# So many dead chicks...



## vancom (May 5, 2006)

placed an order from mcmurray hatchery thinking late March would be safe--but over one third are already dead less than eight hours after arrival. this is our third order from Mcmurray and we have always had healthy chicks with a loss of one or two out of 25. I don't blame the company but man, what a sad loss. three silver grey dorkings, both polish, etc. 9 of 25 already gone! maybe the cold, maybe the long trip. TSC won't sex and we wanted something other than sex linkeds. I tried a more local hatchery last year but their feather sexing was WAY off--lots of males. they said maybe we couldn't tell the difference but come on- when a chick crows, you KNOW it's not a pullet!


----------



## Wendy (May 10, 2002)

Is there a Rural King near you? THey have sexed chicks there. I bought 25 pullets a few weeks ago. I lost 2. Was there today & they had a few hundred there. I'll get more in a week or two.


----------



## vancom (May 5, 2006)

nope, no Rural King. Co-op usually carries only sex-linked and TSC sells straight-run only, sadly.


----------



## Wendy (May 10, 2002)

Too bad. The tractor supply in our area sells sexed chicks too.


----------



## Sumatra (Dec 5, 2013)

Well, considering you're the second person this past week to make a thread on chicks dying from Mcmurray's, I think it probably has to do with the hatchery. They are bit overpriced in the first place, but this is ridiculous.


----------



## SJSFarm (Jun 13, 2012)

Call mcmurray. They will credit or refund you. 

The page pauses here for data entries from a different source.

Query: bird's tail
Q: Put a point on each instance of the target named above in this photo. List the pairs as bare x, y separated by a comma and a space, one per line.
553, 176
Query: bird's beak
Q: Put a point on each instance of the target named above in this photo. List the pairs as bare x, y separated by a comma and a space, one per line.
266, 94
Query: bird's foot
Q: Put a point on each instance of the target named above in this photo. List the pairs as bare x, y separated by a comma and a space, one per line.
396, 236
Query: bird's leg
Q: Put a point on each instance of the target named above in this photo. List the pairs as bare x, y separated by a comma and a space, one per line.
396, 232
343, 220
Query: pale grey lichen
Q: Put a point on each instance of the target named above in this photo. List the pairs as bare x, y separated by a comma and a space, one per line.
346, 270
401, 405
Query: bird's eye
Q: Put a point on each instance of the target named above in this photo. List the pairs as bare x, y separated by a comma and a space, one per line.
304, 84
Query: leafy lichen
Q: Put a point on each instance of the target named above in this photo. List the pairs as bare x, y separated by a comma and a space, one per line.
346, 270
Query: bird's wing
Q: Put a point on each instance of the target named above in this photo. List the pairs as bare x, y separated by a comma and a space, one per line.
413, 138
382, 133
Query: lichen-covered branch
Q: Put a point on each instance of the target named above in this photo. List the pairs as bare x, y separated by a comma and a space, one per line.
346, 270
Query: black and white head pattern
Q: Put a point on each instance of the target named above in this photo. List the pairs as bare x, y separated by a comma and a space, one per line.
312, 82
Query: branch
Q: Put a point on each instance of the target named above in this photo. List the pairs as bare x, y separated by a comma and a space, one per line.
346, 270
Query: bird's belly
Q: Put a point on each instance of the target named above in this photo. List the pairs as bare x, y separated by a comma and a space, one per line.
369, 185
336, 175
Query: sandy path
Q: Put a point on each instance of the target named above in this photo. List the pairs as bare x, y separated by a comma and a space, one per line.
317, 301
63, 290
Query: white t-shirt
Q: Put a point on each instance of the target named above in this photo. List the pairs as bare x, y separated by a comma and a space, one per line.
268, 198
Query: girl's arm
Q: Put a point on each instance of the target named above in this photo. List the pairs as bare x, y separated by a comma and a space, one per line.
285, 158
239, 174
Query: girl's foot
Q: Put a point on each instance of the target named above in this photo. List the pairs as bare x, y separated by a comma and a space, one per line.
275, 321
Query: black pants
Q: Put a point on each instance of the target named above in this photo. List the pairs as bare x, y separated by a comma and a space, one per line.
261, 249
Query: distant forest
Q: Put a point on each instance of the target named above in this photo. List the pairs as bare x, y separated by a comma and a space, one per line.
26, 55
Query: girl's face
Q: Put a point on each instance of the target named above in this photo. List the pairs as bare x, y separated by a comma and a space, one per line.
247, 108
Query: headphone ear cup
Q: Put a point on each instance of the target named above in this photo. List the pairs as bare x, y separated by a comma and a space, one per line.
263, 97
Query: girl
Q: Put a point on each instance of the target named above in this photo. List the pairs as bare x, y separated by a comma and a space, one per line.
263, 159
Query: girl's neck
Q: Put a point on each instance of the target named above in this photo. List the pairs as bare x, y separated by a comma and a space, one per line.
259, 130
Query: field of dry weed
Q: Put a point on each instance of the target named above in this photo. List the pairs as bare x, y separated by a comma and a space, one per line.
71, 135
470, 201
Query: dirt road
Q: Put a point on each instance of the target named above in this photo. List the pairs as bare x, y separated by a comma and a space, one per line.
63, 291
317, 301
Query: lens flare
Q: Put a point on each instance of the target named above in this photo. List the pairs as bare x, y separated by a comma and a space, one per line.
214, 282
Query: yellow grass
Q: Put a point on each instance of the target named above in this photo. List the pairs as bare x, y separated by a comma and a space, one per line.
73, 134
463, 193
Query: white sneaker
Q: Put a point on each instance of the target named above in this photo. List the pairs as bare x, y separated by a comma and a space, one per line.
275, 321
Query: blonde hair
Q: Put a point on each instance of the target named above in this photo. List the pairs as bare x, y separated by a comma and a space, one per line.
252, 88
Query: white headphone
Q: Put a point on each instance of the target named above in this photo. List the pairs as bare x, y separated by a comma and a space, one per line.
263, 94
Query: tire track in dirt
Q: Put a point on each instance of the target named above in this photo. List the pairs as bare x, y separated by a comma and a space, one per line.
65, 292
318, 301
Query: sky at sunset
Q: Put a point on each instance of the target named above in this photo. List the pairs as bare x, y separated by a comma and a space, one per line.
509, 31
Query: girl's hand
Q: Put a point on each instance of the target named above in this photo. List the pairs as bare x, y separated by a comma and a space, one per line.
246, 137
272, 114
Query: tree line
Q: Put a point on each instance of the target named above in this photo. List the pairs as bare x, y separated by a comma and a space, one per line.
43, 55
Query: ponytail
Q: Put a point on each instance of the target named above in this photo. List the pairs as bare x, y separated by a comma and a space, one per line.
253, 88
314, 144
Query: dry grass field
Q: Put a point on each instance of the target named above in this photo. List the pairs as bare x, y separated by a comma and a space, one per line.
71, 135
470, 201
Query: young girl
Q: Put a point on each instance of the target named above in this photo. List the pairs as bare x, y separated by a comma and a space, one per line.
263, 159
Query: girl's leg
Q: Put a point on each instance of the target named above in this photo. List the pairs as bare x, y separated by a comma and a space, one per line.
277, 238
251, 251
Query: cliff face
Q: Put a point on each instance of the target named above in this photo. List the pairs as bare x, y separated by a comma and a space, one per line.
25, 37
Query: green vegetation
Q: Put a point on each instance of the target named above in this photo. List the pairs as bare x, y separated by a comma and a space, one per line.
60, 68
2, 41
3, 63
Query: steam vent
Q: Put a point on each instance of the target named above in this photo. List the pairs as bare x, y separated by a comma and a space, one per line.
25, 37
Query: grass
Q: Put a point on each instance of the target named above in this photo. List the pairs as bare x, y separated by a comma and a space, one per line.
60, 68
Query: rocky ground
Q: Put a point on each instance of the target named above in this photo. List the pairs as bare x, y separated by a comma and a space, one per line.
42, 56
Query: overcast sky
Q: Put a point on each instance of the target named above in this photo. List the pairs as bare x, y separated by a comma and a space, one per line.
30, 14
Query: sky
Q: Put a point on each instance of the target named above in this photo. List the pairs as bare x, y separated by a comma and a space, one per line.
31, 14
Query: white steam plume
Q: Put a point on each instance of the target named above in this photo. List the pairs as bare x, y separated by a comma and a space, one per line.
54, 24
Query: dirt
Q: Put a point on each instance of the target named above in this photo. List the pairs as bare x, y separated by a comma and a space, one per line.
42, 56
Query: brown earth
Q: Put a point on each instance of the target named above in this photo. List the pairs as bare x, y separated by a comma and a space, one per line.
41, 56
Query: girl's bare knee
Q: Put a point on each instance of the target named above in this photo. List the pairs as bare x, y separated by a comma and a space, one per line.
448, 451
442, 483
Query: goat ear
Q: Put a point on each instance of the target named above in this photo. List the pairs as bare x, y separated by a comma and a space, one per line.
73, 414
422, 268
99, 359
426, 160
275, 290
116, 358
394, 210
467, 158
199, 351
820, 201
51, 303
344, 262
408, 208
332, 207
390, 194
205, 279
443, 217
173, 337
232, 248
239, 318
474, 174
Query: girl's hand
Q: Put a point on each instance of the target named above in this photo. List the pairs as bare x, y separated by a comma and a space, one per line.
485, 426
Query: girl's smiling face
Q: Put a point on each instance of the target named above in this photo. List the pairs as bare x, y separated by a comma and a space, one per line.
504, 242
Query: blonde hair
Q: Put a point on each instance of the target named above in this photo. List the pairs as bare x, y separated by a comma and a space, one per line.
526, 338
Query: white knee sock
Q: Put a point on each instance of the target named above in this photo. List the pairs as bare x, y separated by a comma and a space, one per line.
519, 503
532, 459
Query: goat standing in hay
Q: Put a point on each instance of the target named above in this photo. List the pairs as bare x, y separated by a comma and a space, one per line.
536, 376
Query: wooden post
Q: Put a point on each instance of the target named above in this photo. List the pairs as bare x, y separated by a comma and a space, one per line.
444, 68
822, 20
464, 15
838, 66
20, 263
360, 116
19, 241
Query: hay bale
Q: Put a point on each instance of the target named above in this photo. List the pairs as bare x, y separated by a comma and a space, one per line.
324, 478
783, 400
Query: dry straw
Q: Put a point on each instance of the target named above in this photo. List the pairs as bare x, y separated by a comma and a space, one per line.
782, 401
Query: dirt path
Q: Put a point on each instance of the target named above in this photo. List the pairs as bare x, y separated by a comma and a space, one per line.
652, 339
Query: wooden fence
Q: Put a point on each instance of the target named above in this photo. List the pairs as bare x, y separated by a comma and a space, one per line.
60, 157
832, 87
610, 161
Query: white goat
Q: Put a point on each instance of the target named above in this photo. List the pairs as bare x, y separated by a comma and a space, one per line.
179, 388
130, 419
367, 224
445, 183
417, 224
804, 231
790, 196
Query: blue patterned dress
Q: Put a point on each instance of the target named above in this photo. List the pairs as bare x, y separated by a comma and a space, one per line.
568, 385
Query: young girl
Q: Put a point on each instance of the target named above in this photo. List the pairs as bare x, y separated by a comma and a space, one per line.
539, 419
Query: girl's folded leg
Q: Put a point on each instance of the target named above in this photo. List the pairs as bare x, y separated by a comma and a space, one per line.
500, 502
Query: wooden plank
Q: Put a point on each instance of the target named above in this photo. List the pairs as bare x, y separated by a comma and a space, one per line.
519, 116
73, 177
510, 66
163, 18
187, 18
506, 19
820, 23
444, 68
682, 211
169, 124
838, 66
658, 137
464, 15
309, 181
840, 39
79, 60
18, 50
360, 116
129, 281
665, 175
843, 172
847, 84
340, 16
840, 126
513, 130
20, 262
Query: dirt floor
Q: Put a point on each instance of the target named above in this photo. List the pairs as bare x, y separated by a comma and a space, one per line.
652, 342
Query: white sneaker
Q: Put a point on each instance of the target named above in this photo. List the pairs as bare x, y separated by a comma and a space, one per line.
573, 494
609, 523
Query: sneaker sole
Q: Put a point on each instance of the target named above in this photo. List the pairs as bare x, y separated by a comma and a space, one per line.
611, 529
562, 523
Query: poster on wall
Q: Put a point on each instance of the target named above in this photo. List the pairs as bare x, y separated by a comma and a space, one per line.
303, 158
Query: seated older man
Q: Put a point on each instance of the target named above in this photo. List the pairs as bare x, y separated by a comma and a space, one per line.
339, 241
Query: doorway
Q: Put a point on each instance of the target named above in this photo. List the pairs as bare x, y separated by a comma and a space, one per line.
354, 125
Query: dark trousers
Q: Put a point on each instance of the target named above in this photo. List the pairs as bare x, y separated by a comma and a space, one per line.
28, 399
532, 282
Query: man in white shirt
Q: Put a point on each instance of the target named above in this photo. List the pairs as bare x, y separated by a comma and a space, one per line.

My late losses were due to mites or lice. Can't tell, but the legs were swollen. De worked and no more losses. So those looses were totally on me, NOT McMurray! 

The wynadottes lost in the first couple days were all replaced. But, any loss within 48 hours of you taking possession is under their guarantee.


----------



## 1shotwade (Jul 9, 2013)

Wendy said:


> Is there a Rural King near you? THey have sexed chicks there. I bought 25 pullets a few weeks ago. I lost 2. Was there today & they had a few hundred there. I'll get more in a week or two.


Wendy,give us a price range at rural king! I'm going to Greensburg soon and might pick some up instead of going through Mcmurry's as mush bad as I've heard this year.

Wade


----------



## 92utownxj (Sep 13, 2013)

At the Rural King most all of them are $1.99 each. Several breeds to choose from and most are sexed. I got 25 chicks last fall and didn't lose one. All pullets-Rhode Island red, New Hampshire, Barred Rocks, and Araucanas. I got some from McMurray at the same time last fall and lost 5 of 25. They were all raised the exact same too.


----------



## 1shotwade (Jul 9, 2013)

92utownxj said:


> At the Rural King most all of them are $1.99 each. Several breeds to choose from and most are sexed. I got 25 chicks last fall and didn't lose one. All pullets-Rhode Island red, New Hampshire, Barred Rocks, and Araucanas. I got some from McMurray at the same time last fall and lost 5 of 25. They were all raised the exact same too.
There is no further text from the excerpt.